Débuts timides en Europe, où la Prius ne provoque pas l’engouement escompté, malgré toutes ses qualités. En cause, un prix d’achat élevé et une silhouette peu séduisante, en raison notamment du profil peu dynamique de sa carrosserie de tricorps (avec malle séparée). En Europe, seules quelque 700 unités seront livrées durant cette première année, contre environ 5 800 sur le marché nord-américain et 12 500 au Japon. Pour autant, la filiale européenne de Toyota ne se décourage pas et maintient une pression commerciale et médiatique, visant également à lui conférer une étiquette écologique. Une image novatrice et flatteuse face aux autres constructeurs. Mais il faudra attendre la seconde génération de ce modèle pour voir enfin ses ventes mondiales décoller.


 

Dévoilée en 2003, la nouvelle Prius est totalement restylée et présente un physique plus fluide et avantageux. Son architecture a changé, évoluant vers une ligne bicorps et donc dotée d’un hayon. La puissance de ses deux moteurs a été revue à la hausse pour un meilleur agrément de conduite. L’électricité développe 50 kW, au lieu de 33 précédemment, et le thermique libère 78 ch, contre 72 ch. Rallongée de 13.5 cm (4.32 m), la Prius II offre une habitabilité supérieure et un coffre de bon volume. Ses équipements sont des plus complets, avec la direction assistée, les airbags, la climatisation…Elle est proposée en deux finitions, Linea Sol et Linea Sol Pack, qui offre en plus, les phares antibrouillards, la clé électronique, la Hi-Fi JBL, le chargeur 9 CD, le système GPS à commande vocale et dispositif mains-libres Pour moins de 25 000 €, la Prius bénéficie d’une réduction d’impôt et ne revient pas plus cher qu’un modèle turbodiesel classique et de gamme comparable. Cette fois, les ventes décollent avec pour 2004 en Europe (8 100 unités) et s’envolent en Amérique (55 900). Cela dépasse tous les objectifs initiaux et constitue une augmentation des ventes de 960 % par rapport à 2003. À la fin de la même année, la Prius décroche le titre très convoité de « Voiture de l’année 2005 » en Europe. 


 

Pour 2006, Toyota propose pour sa berline « verte » un système original d’aide au stationnement baptisé IPA pour Intelligent Park Assist. Ce système, pour les réfractaires du créneau, une fois la place repérée, prend les choses en mains et gare tout seul la voiture. En avril 2008, la Prius passe le cap du million d’exemplaires vendus dans le monde depuis son lancement. 


 

Au-delà de ces chiffres, la Prius a gagné en prestige, devenant le must-have de toute une classe sociale.
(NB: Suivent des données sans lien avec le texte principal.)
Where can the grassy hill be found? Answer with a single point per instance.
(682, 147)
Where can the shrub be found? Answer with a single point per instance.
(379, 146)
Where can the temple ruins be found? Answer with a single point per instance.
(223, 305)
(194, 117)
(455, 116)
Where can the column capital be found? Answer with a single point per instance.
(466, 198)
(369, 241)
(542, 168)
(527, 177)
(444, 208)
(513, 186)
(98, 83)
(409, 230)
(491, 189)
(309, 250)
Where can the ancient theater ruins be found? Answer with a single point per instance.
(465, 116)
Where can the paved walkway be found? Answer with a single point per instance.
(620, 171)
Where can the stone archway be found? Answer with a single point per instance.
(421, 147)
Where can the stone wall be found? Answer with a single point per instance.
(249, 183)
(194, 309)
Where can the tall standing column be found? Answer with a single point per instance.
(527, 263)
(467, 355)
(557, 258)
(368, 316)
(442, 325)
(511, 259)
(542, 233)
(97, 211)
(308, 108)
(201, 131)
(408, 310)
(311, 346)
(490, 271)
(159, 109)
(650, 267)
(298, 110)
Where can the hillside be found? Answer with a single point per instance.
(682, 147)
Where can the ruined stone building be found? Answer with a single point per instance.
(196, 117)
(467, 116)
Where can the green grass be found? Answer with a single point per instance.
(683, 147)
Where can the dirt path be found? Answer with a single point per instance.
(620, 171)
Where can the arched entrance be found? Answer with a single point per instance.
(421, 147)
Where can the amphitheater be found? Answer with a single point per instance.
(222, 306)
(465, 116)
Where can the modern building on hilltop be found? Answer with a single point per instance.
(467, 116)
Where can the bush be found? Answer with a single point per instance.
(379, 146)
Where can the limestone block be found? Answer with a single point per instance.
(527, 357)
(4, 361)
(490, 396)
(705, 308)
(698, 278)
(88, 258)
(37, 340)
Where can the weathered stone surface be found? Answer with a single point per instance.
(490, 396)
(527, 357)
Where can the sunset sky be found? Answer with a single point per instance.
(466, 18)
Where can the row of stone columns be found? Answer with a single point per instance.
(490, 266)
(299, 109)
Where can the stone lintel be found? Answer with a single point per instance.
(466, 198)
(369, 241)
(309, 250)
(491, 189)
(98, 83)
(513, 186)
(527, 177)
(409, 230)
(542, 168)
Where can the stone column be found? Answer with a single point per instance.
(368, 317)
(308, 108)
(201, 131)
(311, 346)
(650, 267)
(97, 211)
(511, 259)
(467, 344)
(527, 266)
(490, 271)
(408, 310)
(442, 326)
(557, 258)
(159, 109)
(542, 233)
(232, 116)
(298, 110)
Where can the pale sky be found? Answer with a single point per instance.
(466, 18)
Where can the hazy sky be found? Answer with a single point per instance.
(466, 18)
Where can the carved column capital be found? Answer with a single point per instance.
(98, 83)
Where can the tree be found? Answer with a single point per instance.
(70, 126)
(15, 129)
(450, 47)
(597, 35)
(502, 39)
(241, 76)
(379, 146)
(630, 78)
Surtout aux Etats-Unis où elle est plébiscitée par plusieurs stars telles que Cameron Diaz, Julia Roberts, Demi Moore, Claudia Schiffer, Leonardo Di Caprio, Dustin Hoffman, ou encore Sting. Une popularité sur laquelle peut largement capitaliser la troisième génération du modèle, qui prend le relais en 2009, avec un moteur encore plus puissant. L’année suivante, les ventes de la Prius franchiront le seuil des 2 millions d’unités écoulées.